Overview
The main scientific goal of our project is to allow autonomous vehicles to understand not only how the environment ‘looks like’ but also ‘what is going on’ and use the ‘what is going on’ knowledge to predict the future actions of the other dynamic objects in vehicle’s vicinity. To do so reliably in real world scenarios, autonomous vehicles need to be aware of the other traffic actors in their area of operation.
To achieve the goal, we will research and develop methods that allow to detect and track dynamic objects in the IAV’s proximity in adverse weather conditions and dense traffic situations. These methods will be based on principles of life-long learning and adaptation, which will allow them to improve their efficiency over time, leading to vehicles capable of long-term autonomous navigation in realistic situations. The main practical objective of this project is to develop research cooperation between Czechia and France in autonomous vehicles, in particular between CTU and UTBM.
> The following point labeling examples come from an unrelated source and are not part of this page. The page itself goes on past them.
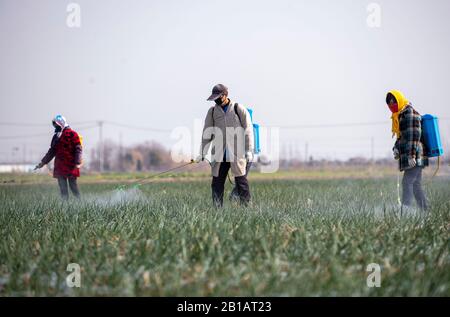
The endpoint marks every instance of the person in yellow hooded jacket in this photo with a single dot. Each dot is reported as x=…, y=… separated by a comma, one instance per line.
x=408, y=148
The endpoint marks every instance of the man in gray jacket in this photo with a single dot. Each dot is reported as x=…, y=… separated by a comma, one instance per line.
x=229, y=130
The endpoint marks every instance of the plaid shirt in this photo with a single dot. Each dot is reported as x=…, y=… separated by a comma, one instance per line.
x=409, y=145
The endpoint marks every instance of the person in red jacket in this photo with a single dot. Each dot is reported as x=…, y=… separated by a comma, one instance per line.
x=66, y=148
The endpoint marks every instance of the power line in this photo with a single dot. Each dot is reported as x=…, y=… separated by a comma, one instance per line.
x=136, y=127
x=21, y=124
x=36, y=135
x=331, y=125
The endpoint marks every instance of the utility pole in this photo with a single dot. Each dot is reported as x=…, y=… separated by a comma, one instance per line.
x=24, y=149
x=100, y=145
x=121, y=167
x=372, y=149
x=306, y=152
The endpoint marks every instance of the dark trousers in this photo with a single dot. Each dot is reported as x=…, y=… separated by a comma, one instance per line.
x=218, y=186
x=412, y=188
x=62, y=182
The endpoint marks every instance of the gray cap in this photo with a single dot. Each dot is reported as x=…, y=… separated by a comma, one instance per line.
x=218, y=90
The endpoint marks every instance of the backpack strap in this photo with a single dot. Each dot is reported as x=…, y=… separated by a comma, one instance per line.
x=237, y=113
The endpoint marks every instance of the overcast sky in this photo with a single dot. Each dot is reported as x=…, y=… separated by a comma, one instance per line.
x=153, y=64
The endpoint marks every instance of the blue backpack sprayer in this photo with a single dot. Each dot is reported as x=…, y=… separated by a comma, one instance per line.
x=431, y=138
x=256, y=151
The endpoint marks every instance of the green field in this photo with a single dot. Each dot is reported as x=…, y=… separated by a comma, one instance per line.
x=299, y=238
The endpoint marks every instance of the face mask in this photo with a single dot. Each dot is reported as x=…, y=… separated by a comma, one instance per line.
x=393, y=107
x=57, y=127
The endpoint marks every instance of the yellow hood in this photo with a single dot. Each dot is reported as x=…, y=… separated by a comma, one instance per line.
x=402, y=103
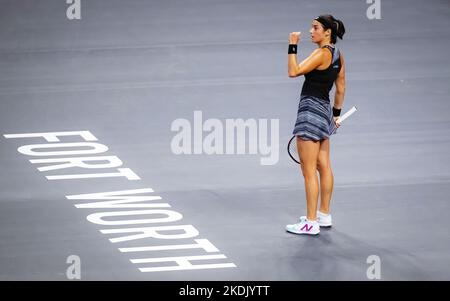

The principal investigators on both sides have a good basis for collaboration. When they worked together at the University of Lincoln in the UK, Dr. Tomas Krajnik mainly studied the life-long spatio-temporal mapping [8] and persistent self-localisation of mobile robots [18], while Dr. Zhi Yan researched and developed methods for dynamic object detection and tracking [5]. Dr. Zhi Yan is now joining Prof. Yassine Ruichek’s research team at UTBM working on environment perception and autonomous navigation. The research team has several intelligent and autonomous vehicle platforms equipped with various sensors such as RGB/RGB-D cameras, 2D/3D LiDARs, GPS, etc. Prof. Yassine Ruichek is working on environment perception and localization based on multi-source data fusion [19, 20, 21, 22]. These methods are in focus of the project’s principal investigators and constitute the main competencies of autonomous vehicles.